Tak sedikit juga yang menyampaikan bahwa PBB menjadi beban psikologis. Warga khawatir suatu hari rumah mereka bisa disita atau dilelang hanya karena tak mampu membayar pajak tahunan.
Pandangan Pengamat: Antara Ideal dan Realita
Meski banyak masyarakat menyambut positif, beberapa pengamat kebijakan fiskal memberikan catatan. Menurut mereka, PBB merupakan salah satu sumber Pendapatan Asli Daerah (PAD) yang vital, terutama bagi pemerintah daerah yang tidak memiliki banyak opsi pendanaan.
“Secara prinsip, argumen Pak Anies menarik dan berpihak pada rakyat. Tapi realitanya, PBB adalah tulang punggung keuangan daerah. Tanpa PBB, banyak daerah akan kehilangan kemampuan membiayai layanan publik,” jelas Dr. Andi Mahendra, pakar fiskal dari Universitas Gadjah Mada.
Namun, Dr. Andi juga menyetujui bahwa PBB seharusnya didesain ulang secara lebih adil dan proporsional. Ia mendorong penerapan pajak berbasis kemampuan, dengan tarif rendah atau nol persen bagi rumah tinggal sederhana, dan tarif tinggi bagi properti mewah, apartemen kosong, serta tanah yang dibiarkan mangkrak.

www.service-ac.id
Peta Politik dan Isu yang Sensitif
Pernyataan ini juga dinilai sebagai sinyal politik, mengingat Anies digadang-gadang kembali masuk dalam bursa calon kepala daerah atau bahkan calon presiden pada pemilu mendatang. Wacana penghapusan PBB rumah tinggal bisa menjadi “isu populis” yang menarik simpati, namun sekaligus menantang struktur perpajakan nasional.
“Ini pernyataan yang berani. Tapi Anies juga harus siap menjelaskan skema pengganti bagi daerah, agar tidak terjadi kekacauan fiskal,” kata Yunita Ratri, analis kebijakan publik.

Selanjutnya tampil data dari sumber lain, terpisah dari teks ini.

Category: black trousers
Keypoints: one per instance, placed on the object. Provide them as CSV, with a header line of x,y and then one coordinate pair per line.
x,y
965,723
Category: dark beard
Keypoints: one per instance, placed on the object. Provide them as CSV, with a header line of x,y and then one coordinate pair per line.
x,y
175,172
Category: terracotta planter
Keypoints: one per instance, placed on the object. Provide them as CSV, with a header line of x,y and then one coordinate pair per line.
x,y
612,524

Apakah PBB Bisa Dihapus Secara Nasional?
Secara hukum, penghapusan atau pengurangan PBB bisa dilakukan melalui revisi Undang-Undang Pajak dan Peraturan Pemerintah terkait pajak daerah. Namun prosesnya tidak mudah. Diperlukan koordinasi antara pemerintah pusat, DPR, serta pemerintah daerah.
Beberapa daerah, seperti DKI Jakarta di era Anies, telah membuktikan bahwa penghapusan PBB untuk kategori tertentu memungkinkan tanpa membuat keuangan daerah kolaps. Namun untuk skala nasional, pendekatan yang digunakan harus lebih hati-hati dan berbasis data.

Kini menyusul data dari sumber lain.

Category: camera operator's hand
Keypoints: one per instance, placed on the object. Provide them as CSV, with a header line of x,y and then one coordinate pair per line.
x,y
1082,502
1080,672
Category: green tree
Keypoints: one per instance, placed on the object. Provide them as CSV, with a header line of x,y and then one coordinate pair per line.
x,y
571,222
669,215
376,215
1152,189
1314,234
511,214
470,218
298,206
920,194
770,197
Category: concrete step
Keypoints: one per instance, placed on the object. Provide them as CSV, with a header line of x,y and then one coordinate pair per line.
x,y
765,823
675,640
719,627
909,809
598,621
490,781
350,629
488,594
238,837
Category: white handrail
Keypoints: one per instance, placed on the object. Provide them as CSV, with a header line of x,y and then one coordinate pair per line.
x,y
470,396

Penutup: Menuju Pajak yang Adil dan Berkeadaban
Pernyataan Anies Baswedan soal PBB membuka ruang diskusi luas tentang arah kebijakan perpajakan Indonesia ke depan. Apakah pajak selama ini benar-benar adil? Apakah negara telah membebani rakyat dengan pungutan yang tidak semestinya?
Meskipun belum tentu langsung diadopsi sebagai kebijakan, gagasan ini telah mengangkat kesadaran bahwa pajak bukan hanya soal angka, tetapi juga menyangkut nilai keadilan, moralitas, dan keberpihakan.

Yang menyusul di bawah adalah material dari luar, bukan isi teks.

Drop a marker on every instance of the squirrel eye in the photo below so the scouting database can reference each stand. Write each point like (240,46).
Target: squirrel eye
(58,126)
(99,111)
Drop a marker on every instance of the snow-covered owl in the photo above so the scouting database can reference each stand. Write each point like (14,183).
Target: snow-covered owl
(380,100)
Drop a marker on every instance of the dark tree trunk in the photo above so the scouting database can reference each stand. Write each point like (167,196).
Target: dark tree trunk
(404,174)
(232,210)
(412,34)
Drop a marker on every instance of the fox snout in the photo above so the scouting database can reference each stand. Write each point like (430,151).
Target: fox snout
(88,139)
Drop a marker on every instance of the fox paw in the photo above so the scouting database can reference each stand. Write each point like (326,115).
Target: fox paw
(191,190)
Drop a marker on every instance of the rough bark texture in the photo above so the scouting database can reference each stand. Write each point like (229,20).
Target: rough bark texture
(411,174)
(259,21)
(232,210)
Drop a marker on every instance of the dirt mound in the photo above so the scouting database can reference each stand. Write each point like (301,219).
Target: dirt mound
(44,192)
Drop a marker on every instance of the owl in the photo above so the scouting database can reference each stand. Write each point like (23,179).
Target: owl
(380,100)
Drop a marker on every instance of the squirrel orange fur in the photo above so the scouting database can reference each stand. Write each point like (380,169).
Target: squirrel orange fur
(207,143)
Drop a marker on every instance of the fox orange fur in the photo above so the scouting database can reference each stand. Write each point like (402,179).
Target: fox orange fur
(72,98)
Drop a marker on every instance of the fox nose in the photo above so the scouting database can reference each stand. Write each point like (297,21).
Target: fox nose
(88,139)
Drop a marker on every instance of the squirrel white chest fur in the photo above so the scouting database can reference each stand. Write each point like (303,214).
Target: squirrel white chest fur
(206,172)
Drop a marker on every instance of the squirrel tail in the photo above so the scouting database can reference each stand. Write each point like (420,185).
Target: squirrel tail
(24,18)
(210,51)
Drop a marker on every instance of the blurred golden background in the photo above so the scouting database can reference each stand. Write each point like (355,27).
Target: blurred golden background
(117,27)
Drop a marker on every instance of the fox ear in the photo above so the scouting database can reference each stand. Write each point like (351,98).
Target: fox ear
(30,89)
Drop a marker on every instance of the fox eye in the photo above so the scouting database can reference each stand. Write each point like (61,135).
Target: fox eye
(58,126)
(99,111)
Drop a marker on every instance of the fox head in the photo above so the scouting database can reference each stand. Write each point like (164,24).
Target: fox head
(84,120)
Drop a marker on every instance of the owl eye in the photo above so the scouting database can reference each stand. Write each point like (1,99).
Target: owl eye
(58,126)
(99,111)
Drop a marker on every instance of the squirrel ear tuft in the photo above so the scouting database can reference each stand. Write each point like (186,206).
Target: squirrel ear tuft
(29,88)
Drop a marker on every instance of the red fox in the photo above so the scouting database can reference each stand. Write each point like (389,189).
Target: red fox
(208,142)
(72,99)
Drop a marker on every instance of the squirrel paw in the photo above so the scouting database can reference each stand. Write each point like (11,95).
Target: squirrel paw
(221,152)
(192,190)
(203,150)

“Negara hadir bukan untuk mengambil dari rakyat yang sudah lemah, tapi untuk melindungi mereka,” tutup Anies di akhir diskusi. Pernyataan tersebut, seperti biasa, meninggalkan gema panjang dalam ruang publik dan menantang para pengambil kebijakan untuk berpikir lebih dalam: Pajak seperti apa yang benar-benar adil?